Samuel Case, FISM News
Yesterday two state Supreme Courts issued opposite rulings on the legality of abortion bans, further revealing that the fight for life has shifted from federal to state legislation in the wake of the landmark Dobbs ruling.
Idaho’s Supreme Court on Thursday upheld the state’s abortion ban, saying that the state constitution does not contain a right to abortion.
The 3-2 decision dismissed a lawsuit brought by Planned Parenthood against the state and upheld Idaho’s near-total ban on abortion, which makes the procedure a felony except in cases of rape, incest, or when the life of the mother is in danger.
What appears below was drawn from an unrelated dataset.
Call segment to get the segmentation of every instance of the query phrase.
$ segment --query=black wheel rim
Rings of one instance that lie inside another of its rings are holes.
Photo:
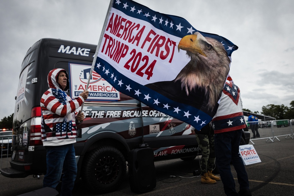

“What Petitioners are asking this Court to ultimately do is to declare a right to abortion under the Idaho Constitution when—on its face—there is none,” Justice Robyn Brody wrote in the majority opinion.
“In fact, before Roe announced a federal constitutional right to abortion in 1973, abortion had been a long-standing criminal offense in Idaho,” he added.
Last August, the Department of Justice brought a lawsuit against the state of Idaho, claiming the abortion ban may violate the Emergency Medical Treatment and Labor Act.
Hours earlier on Thursday, South Carolina’s Supreme Court ruled in the opposite direction – concluding the state’s six-week abortion ban was unconstitutional for violating the right to privacy – siding with abortion providers challenging the law. The state’s abortion limit will now be set at 22 weeks.
“We hold that our state constitutional right to privacy extends to a woman’s decision to have an abortion,” Justice Kaye Hearn wrote in the 3-2 ruling.
In his dissent, Justice George James Jr. argued the right to privacy “does not extend beyond the context of searches and seizures,” and is not applicable to the abortion debate.
South Carolina Attorney General Alan Wilson said that he and his office “respectfully, but strongly, disagree with the Court’s ruling,” and said he will be working with Governor Henry McMaster to review their legal options.